Snow grounds Gatwick Airport flights for second day
Flights at Gatwick Airport have been grounded until at least 0600 GMT on Friday after further heavier snow.
The airport said a 100-strong team were working to clear the snow and stop the runway from icing over as temperatures dropped.
Up to six inches (15cm) more snow fell overnight in Sussex and at least two inches (10cm) fell throughout the day.
Elsewhere, hundreds of passengers spent the night on an abandoned train at Three Bridges station in West Sussex.
Passenger Rebecca Forsey said: "It was an absolute nightmare. We had to wait around for several hours in the cold on a freezing platform.
"We finally got something to eat at 4am."
The airport had hoped to reopen the runway at 1000 GMT on Thursday but said "deteriorating conditions" meant it had remained shut.
People have been urged not to travel to Gatwick.
A spokeswoman said: "Snow is expected to continue overnight with temperatures potentially dropping to as low as -10 degrees.
"Our teams are working around the clock to make the runway safe for aircraft to use and get our airlines and passengers flying again."
Passengers have been urged to contact airlines to find out when individual flights would resume.
More than 260 schools were closed in West Sussex, 192 in East Sussex and 64 in Brighton and Hove.
Met Office heavy snow warnings have been put in place for south-east England.
There have also been major delays on the road and rail networks.

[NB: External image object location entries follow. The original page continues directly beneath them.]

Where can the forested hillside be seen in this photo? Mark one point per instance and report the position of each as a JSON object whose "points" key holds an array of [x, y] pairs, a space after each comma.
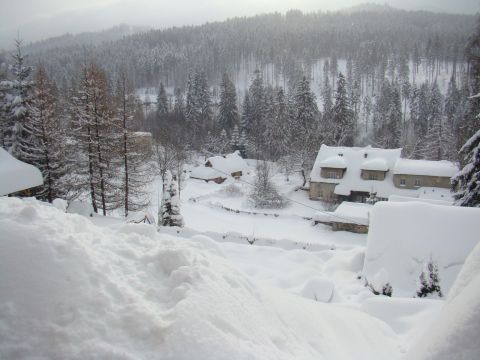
{"points": [[272, 86]]}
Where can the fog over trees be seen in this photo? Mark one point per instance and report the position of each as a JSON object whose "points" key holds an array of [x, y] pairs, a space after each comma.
{"points": [[275, 87]]}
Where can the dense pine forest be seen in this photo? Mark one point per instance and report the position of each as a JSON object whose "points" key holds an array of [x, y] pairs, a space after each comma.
{"points": [[271, 86]]}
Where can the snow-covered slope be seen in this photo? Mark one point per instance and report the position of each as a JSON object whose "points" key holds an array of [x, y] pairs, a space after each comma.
{"points": [[73, 290], [403, 236], [454, 335], [15, 175]]}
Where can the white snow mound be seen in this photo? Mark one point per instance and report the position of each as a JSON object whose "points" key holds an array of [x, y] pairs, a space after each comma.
{"points": [[73, 290], [404, 236], [454, 335]]}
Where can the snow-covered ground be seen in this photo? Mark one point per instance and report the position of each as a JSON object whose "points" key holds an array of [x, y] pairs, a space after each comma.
{"points": [[234, 283]]}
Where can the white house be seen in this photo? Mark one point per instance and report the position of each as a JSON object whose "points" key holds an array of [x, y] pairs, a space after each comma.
{"points": [[353, 173]]}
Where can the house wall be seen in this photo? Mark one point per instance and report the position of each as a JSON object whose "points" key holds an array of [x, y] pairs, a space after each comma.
{"points": [[323, 191], [324, 172], [379, 174], [425, 181]]}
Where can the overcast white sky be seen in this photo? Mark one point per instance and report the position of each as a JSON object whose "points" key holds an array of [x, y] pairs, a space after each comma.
{"points": [[39, 19]]}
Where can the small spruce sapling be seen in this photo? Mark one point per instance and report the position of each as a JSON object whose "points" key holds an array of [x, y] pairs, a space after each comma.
{"points": [[429, 281]]}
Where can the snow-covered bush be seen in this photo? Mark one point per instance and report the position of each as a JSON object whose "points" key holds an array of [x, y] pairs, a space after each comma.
{"points": [[170, 215], [264, 193], [386, 289], [429, 281], [232, 190]]}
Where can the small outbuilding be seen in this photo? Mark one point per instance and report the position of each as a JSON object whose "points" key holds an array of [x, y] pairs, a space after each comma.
{"points": [[219, 168], [348, 216], [15, 175]]}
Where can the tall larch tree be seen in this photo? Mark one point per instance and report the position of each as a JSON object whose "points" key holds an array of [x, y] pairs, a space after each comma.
{"points": [[135, 170], [49, 136]]}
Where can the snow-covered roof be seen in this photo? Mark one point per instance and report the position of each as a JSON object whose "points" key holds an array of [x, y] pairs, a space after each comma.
{"points": [[378, 164], [206, 173], [221, 166], [369, 158], [347, 212], [228, 164], [355, 158], [336, 162], [425, 167], [15, 175], [399, 198]]}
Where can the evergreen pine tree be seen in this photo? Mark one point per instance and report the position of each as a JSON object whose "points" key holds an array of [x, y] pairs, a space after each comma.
{"points": [[466, 184], [170, 210], [429, 281], [342, 116], [162, 101], [235, 138], [228, 111], [17, 138], [264, 193]]}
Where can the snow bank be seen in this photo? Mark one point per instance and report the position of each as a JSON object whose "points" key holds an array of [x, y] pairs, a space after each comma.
{"points": [[15, 175], [76, 291], [454, 335], [403, 236]]}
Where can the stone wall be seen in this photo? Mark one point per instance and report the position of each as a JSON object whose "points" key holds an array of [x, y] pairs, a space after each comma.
{"points": [[322, 191]]}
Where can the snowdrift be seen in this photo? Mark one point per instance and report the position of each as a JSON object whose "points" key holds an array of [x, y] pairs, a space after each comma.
{"points": [[73, 290], [454, 335], [404, 236]]}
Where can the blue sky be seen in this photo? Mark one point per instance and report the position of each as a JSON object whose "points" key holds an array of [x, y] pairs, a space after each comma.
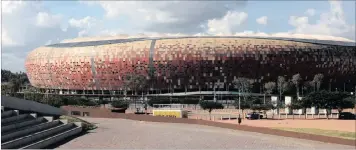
{"points": [[28, 25]]}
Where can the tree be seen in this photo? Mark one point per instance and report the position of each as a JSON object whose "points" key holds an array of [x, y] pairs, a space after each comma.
{"points": [[269, 87], [210, 105], [295, 104], [244, 86], [327, 100], [282, 86], [343, 101], [318, 79], [244, 104], [257, 104], [307, 87], [296, 79]]}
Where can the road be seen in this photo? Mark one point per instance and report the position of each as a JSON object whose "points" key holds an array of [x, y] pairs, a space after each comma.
{"points": [[128, 134]]}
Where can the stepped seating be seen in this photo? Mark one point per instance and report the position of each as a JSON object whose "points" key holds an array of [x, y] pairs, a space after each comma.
{"points": [[21, 130]]}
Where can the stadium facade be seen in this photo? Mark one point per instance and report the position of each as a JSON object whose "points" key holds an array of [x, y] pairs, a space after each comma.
{"points": [[189, 63]]}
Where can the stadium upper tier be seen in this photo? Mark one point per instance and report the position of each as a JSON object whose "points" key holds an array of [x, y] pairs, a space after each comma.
{"points": [[188, 62]]}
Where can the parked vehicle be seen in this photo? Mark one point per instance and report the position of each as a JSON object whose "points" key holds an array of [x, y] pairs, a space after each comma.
{"points": [[347, 116], [253, 116]]}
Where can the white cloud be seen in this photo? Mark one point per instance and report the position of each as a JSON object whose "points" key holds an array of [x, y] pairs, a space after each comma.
{"points": [[262, 20], [310, 12], [6, 40], [161, 16], [227, 24], [86, 22], [331, 23], [28, 25], [43, 19]]}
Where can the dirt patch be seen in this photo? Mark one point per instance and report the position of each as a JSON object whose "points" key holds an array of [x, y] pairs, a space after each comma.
{"points": [[228, 125], [339, 125]]}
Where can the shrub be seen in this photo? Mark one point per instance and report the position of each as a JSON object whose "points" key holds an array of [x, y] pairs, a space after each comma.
{"points": [[120, 104]]}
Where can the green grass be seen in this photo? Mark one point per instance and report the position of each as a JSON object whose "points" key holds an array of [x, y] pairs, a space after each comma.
{"points": [[85, 124], [331, 133]]}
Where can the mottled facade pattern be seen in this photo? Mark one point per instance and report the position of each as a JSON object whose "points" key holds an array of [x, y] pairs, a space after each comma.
{"points": [[188, 63]]}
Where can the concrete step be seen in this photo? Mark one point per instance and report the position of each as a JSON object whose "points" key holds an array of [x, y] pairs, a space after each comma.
{"points": [[9, 113], [16, 119], [38, 136], [56, 138], [23, 124], [29, 130]]}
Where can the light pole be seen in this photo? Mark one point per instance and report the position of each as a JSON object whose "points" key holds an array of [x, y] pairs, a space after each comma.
{"points": [[239, 103]]}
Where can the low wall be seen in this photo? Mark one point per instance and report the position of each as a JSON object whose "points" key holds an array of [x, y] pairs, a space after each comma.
{"points": [[106, 113], [30, 106]]}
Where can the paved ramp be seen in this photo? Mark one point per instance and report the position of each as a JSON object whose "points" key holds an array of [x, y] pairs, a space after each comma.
{"points": [[128, 134]]}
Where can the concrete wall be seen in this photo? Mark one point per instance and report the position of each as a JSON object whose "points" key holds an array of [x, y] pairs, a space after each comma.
{"points": [[28, 105]]}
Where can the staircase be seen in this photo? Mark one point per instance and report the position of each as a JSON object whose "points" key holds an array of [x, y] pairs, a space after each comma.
{"points": [[21, 130]]}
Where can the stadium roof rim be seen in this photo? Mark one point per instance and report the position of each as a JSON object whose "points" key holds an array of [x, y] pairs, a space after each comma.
{"points": [[105, 42]]}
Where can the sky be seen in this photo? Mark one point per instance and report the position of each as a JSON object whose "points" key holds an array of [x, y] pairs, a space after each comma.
{"points": [[27, 25]]}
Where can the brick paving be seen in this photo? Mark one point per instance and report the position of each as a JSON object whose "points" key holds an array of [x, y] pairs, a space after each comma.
{"points": [[332, 124], [129, 134]]}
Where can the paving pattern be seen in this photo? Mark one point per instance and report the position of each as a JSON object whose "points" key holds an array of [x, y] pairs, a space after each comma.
{"points": [[128, 134]]}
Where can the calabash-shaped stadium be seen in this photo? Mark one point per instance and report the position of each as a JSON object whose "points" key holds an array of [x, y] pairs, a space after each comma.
{"points": [[189, 63]]}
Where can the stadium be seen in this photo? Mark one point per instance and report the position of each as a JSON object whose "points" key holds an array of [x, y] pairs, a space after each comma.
{"points": [[188, 64]]}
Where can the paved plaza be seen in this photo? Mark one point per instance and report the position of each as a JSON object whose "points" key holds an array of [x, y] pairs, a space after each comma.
{"points": [[128, 134]]}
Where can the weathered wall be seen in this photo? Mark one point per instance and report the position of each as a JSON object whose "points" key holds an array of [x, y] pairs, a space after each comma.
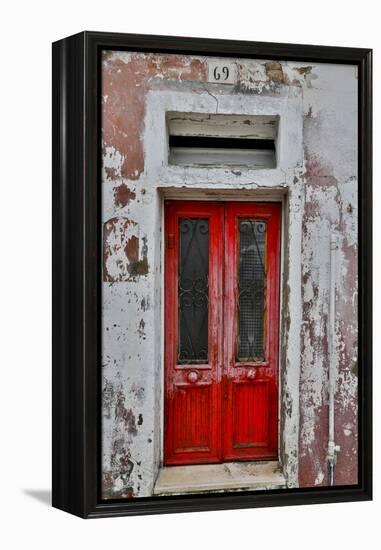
{"points": [[318, 110]]}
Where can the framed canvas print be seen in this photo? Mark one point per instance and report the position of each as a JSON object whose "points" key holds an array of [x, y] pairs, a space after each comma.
{"points": [[212, 274]]}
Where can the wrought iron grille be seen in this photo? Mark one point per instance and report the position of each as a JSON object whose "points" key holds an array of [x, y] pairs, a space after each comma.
{"points": [[193, 290], [251, 290]]}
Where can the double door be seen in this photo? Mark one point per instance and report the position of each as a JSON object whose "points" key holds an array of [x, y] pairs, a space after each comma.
{"points": [[221, 331]]}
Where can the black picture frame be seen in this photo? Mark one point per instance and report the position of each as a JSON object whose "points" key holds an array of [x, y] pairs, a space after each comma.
{"points": [[76, 273]]}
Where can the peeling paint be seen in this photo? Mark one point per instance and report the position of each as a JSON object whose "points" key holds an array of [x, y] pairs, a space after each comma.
{"points": [[316, 172]]}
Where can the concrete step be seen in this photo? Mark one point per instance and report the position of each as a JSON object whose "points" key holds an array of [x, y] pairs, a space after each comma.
{"points": [[229, 476]]}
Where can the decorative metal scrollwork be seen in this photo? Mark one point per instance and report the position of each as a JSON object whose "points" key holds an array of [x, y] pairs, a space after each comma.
{"points": [[193, 290], [251, 290]]}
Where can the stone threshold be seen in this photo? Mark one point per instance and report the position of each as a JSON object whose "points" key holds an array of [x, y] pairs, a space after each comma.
{"points": [[229, 476]]}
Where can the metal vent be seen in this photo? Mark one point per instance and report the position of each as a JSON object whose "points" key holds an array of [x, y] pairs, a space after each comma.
{"points": [[222, 140]]}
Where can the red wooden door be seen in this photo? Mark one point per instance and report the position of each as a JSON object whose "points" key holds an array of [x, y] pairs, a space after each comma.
{"points": [[221, 331]]}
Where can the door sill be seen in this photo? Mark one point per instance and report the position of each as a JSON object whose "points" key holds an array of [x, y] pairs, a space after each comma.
{"points": [[229, 476]]}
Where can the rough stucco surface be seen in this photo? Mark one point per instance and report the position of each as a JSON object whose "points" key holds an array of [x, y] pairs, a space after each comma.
{"points": [[321, 187]]}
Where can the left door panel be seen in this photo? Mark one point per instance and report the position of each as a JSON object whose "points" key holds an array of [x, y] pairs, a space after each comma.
{"points": [[193, 331]]}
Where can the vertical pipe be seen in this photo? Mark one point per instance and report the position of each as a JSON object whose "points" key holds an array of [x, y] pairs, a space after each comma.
{"points": [[332, 448]]}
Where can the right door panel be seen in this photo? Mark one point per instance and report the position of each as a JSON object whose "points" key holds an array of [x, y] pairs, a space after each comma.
{"points": [[251, 328]]}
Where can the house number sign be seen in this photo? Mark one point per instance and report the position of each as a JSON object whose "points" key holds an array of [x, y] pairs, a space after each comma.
{"points": [[221, 72]]}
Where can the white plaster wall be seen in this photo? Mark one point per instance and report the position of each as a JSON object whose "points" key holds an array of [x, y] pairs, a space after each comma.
{"points": [[316, 117]]}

Sussex Police have urged motorists to travel only if their journey was absolutely necessary.
East Sussex County Council said its highways teams were continuing to plough and salt the main roads across the county but some routes remained impassable.
Southern Railways said most of its services south of East Croydon were suspended on Thursday because of the weather.

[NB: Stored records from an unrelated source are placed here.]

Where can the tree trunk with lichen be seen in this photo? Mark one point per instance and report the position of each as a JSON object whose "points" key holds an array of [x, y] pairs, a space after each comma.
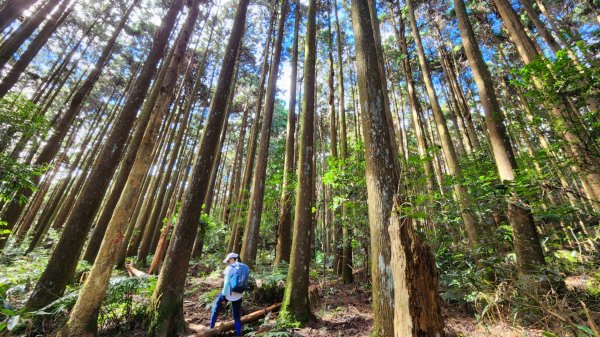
{"points": [[417, 304], [284, 225], [295, 306], [526, 239], [62, 264], [251, 231], [474, 232], [165, 310]]}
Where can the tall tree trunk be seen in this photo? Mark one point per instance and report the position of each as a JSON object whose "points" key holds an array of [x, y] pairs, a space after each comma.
{"points": [[415, 106], [346, 229], [382, 184], [61, 266], [585, 158], [474, 232], [284, 225], [295, 306], [235, 241], [166, 306], [14, 42], [526, 240], [34, 47], [251, 231], [12, 9], [84, 314]]}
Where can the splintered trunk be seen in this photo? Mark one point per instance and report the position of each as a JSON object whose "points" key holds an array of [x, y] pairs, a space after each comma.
{"points": [[417, 305], [284, 226], [62, 264], [381, 169], [474, 232], [14, 42], [405, 284], [295, 306], [165, 309], [526, 240]]}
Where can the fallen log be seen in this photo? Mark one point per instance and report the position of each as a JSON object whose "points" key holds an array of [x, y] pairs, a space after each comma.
{"points": [[203, 331]]}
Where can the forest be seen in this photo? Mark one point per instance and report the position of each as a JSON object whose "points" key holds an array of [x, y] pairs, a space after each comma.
{"points": [[398, 168]]}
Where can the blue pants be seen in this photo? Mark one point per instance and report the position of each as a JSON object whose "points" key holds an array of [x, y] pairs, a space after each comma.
{"points": [[235, 307]]}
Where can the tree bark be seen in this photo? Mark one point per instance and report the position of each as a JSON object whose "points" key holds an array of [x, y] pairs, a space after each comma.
{"points": [[63, 262], [34, 47], [14, 42], [417, 305], [473, 230], [381, 168], [295, 306], [526, 240], [166, 306], [284, 225], [585, 158], [235, 241], [415, 106], [251, 231]]}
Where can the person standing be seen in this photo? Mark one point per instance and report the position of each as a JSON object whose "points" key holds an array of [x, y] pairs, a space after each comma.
{"points": [[228, 295]]}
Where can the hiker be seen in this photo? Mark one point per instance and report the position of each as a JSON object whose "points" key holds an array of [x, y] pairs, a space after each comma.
{"points": [[235, 282]]}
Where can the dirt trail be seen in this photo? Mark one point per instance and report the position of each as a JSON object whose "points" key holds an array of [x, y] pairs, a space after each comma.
{"points": [[341, 311]]}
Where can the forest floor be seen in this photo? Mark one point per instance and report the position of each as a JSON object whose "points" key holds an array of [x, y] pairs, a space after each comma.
{"points": [[341, 311]]}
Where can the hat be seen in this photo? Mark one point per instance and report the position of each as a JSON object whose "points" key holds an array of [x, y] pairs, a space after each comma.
{"points": [[231, 256]]}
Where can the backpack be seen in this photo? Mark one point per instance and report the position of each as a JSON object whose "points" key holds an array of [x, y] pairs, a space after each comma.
{"points": [[238, 277]]}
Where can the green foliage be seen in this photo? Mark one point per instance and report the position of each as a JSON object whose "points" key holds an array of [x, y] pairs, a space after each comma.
{"points": [[20, 116], [270, 283]]}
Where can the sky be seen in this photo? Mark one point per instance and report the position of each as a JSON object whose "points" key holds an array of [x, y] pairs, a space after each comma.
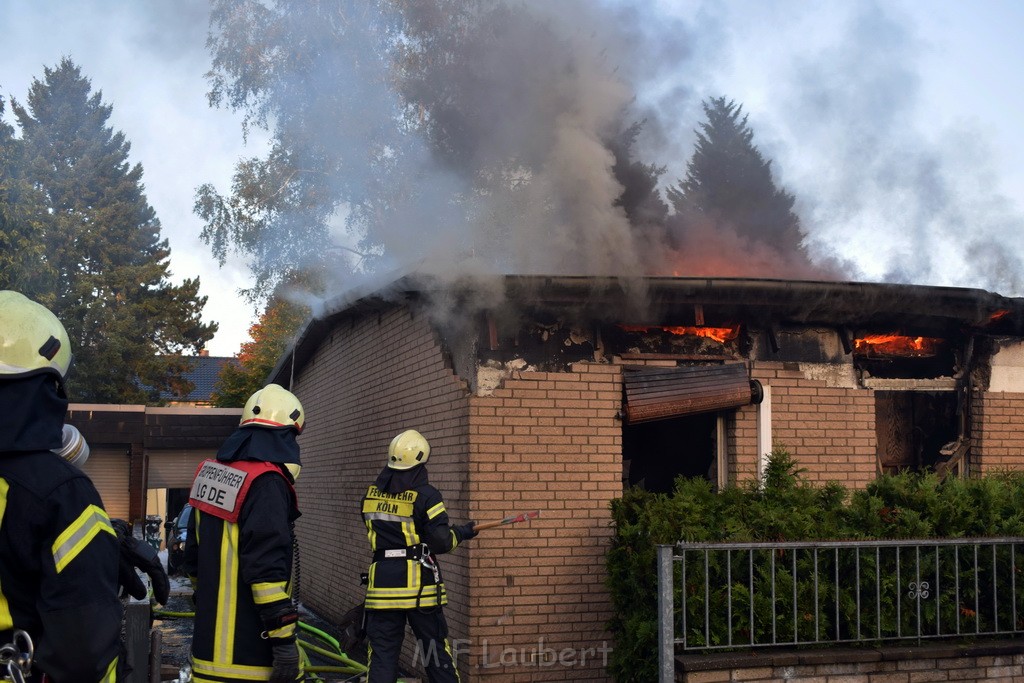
{"points": [[896, 124]]}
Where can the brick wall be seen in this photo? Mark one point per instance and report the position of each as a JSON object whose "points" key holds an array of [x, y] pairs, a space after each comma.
{"points": [[996, 660], [829, 431], [998, 440], [369, 380], [551, 441]]}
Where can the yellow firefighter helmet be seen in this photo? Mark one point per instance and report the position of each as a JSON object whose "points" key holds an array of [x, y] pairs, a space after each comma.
{"points": [[273, 407], [32, 339], [408, 450]]}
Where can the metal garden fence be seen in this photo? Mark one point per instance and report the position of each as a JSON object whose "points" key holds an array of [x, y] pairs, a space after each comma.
{"points": [[742, 595]]}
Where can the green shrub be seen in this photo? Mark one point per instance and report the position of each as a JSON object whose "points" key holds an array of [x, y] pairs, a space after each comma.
{"points": [[786, 508]]}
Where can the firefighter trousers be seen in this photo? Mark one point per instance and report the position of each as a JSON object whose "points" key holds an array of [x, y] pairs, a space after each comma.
{"points": [[385, 632]]}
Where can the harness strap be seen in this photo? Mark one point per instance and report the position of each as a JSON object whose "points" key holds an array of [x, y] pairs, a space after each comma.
{"points": [[416, 553]]}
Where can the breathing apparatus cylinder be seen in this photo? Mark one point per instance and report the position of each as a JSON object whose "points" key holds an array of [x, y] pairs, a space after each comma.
{"points": [[74, 447]]}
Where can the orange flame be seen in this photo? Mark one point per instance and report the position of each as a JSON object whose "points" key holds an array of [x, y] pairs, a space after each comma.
{"points": [[718, 334], [893, 344]]}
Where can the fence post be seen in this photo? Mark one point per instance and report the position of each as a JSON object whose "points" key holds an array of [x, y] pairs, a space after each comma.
{"points": [[666, 623]]}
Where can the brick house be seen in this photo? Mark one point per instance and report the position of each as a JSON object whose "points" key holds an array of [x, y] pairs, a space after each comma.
{"points": [[554, 393]]}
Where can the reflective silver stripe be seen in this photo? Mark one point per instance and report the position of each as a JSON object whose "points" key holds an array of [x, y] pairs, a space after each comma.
{"points": [[202, 667], [268, 592], [78, 535]]}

One train failed on the line near the Three Bridges station on Wednesday evening, another train got stuck behind it, then the 2017 from Victoria to Littlehampton joined the queue at 2130 GMT.

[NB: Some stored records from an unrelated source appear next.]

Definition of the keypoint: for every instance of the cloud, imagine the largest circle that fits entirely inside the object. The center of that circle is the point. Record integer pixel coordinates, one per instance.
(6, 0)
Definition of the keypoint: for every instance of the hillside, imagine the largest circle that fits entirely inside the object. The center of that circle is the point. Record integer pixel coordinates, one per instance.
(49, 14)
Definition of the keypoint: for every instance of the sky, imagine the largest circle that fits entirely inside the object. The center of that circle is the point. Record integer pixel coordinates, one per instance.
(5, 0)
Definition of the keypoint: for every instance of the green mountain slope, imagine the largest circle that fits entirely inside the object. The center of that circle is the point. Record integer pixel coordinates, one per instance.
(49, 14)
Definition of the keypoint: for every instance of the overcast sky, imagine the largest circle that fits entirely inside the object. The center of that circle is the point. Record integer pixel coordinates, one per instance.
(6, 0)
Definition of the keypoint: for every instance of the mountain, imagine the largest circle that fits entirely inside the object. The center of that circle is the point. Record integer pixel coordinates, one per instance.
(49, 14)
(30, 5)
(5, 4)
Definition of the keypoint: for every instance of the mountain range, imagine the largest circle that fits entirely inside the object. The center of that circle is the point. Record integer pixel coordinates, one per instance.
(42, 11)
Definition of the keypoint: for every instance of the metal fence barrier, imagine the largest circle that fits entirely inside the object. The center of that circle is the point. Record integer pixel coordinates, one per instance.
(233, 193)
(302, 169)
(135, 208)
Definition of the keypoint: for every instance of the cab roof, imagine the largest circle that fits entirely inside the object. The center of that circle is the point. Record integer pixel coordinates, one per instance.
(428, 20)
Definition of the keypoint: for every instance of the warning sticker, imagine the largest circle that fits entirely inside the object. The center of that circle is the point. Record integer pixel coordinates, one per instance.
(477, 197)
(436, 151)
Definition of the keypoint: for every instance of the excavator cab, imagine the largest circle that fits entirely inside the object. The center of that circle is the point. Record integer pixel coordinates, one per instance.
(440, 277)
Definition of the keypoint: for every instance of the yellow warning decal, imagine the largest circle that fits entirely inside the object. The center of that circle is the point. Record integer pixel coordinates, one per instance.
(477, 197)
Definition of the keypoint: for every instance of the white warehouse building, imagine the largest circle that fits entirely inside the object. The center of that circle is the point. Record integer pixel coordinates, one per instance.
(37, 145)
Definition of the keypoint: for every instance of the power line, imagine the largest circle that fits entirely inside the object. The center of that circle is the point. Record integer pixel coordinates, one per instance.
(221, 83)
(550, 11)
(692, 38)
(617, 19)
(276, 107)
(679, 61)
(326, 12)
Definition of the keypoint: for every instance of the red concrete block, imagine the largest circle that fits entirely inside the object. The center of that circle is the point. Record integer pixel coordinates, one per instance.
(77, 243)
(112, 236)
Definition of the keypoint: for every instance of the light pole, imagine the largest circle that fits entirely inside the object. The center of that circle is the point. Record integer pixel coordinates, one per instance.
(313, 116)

Southern trains decided to move passengers from the first two trains on to the third and try to continue their journey.
The passengers spent the rest of the night on the stationary train as it had heat, a Southern spokesman said.
They finally left Three Bridges station at 0515 GMT on another train.
A company spokesman said: "We are incredibly sorry for these passengers and we clearly wanted to get them home and our people did everything they could to get them home."
Southeastern trains said it was running an "extremely limited" service and no trains were running between Hastings and London.
South East Coast Ambulance Service (SECamb) said its staff were severely hampered by the snowy conditions.
Director of operations Sue Harris said: "We are now focusing our efforts on getting to those patients who need us the most."
The UK has been experiencing the earliest widespread snowfall since 1993.
BBC South East Today's weather forecaster Kaye Forster said: "Looks like the worst is behind us now.
"A few flurries continuing this evening, but it won't amount to much more.
"They will become confined to the east coast and will eventually die away by the end of the night."